10 – 12 April 2010
About 9 years ago, just after we had bought Balvenie and she was sitting down in Picton Marina while we were in Auckland working hard to make our dreams come true, we were introduced to an Irish cruising couple, Pat and Olivia Murphy who were on their yacht Aldebaran in Auckland, half way around their circumnavigation of the world. They inspired us with their stories of exotic places they had travelled to, sights they had seen, so many of which you can not do without your own boat. But the highlight of their journey so far, they recalled, was spending Christmas and New Year in Cartagena, Colombia.
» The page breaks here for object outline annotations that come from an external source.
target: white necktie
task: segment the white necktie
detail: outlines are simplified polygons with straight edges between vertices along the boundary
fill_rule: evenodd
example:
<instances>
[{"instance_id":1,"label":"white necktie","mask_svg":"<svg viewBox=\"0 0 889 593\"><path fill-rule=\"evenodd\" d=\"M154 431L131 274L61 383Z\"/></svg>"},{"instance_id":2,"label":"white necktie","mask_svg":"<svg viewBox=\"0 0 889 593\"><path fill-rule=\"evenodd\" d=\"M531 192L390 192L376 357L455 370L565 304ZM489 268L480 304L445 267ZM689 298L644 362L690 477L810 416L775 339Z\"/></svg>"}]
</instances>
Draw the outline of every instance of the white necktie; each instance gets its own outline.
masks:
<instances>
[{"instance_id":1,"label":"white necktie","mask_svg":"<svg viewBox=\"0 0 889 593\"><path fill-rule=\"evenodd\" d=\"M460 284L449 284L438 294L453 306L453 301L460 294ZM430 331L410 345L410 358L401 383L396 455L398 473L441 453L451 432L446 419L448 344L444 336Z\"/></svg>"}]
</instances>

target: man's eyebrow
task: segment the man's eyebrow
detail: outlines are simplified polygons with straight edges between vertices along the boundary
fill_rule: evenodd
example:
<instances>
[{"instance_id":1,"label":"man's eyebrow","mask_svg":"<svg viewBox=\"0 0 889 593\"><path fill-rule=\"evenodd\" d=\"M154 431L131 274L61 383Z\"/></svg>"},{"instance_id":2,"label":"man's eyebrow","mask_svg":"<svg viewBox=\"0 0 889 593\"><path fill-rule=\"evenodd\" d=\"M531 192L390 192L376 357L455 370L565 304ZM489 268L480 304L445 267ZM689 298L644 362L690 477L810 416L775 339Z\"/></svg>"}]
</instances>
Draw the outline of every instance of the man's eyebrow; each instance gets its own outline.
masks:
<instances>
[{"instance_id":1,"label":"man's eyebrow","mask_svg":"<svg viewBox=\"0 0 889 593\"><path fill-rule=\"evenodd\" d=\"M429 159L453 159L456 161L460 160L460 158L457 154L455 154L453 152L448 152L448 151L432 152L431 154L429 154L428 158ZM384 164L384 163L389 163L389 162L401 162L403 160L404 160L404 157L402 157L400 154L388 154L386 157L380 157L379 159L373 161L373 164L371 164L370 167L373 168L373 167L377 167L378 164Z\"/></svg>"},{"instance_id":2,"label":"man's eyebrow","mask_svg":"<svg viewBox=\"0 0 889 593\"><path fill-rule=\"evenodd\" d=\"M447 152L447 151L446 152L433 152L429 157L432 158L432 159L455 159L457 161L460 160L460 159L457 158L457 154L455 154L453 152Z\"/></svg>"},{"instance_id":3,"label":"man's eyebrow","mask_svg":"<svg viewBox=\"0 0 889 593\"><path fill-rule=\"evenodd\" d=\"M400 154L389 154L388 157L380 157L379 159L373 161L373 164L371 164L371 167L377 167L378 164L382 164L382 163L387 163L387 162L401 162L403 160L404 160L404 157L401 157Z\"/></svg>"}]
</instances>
We were amazed that such a “normal” couple had even ventured into this land of drug barons and cocaine dealers, lived to tell the story and spoke so highly of it. We filed it away in our memory bank under “possibly but probably not”, but here we are – in Colombia.
With Balvenie and Bandit safely tied up at the new marina in Santa Marta about 3 hours north, we decided to catch a minibus down to the UNESCO World Heritage City of Cartagena de Indias.
The road goes down the coast, the terrain was flat and all quite uninspiring, no lush tropical jungle to the waters edge here, just flat plains and scrubland. We passed several "shantytown" villages of one room corrugated iron shacks, they lined the road with swamp lands behind them. I imagine in the rainy season they are constantly awash and plagued by mosquitoes, they looked very bleak but there is probably nowhere else for them to go.
Arriving into the old walled town of Cartagena was like taking a weekend mini-break back to Europe. The Spanish certainly performed some atrocities in the countries they “conquered” but they sure left behind some wonderful architecture, and Cartagena is overflowing with it. There were plazas with ancient trees providing much needed shade, handsome buildings housing government offices, banks, museums, palaces, churches and large mansions and then there were all the streets, a feast for the eyes in every direction. Flowering vines and bougainvillea clung to old plaster walls, some freshly painted – some showing signs of centuries of peeled paint, wooden balconies perched out above, every street was a scene out of a movie set.
We had unintentionally timed our visit at quite possibly the safest time you could ever have visited. Cartagena was in the final preparations for a summit to be held in the weekend, with over 30 Heads of State partaking, including President Obama, There were thousands of police in town, including armed police in our hotel, security was at an all time high. There were also hundreds of street cleaners (not normal I am sure), and many buildings were getting a very quick lick of paint to tidy them up. We may have seen a very sanitized version of Cartagena but our memories will be of a very safe, secure, clean, tidy and beautiful old walled town.
Outside the main walls life was going on as normal, the “new” old town of Gétsemaní hadn’t been “airbrushed” for the visit and as we walked through some of its streets we decided that a return to the safer area might be a sensible move!
We took a minibus the short distance out to Bocogrande, it wasn’t far but the heat was sapping our strength and the buses are really rather entertaining. Bocogrande is a long stretch of high rise buildings set along the waterfront on the peninsular, the Caribbean on one side and the harbour on the other. These are not the Caribbean beaches of brochures with crystal clear water, palm trees and white sands, come to Cartagena for the culture and history, not for a beach holiday!
We spent some time in the Museo del Oro y Arqueologia, it houses a collection of gold and pottery from the Zenú culture (the Spanish must have missed this lot), there was also an excellent video on how the Zenú farmed the swamp lands successfully hundreds of years ago, they dug over 750,000 hectares with canal systems to control the water flow in the rainy season. It appears modern day man has learnt nothing from their successful ways.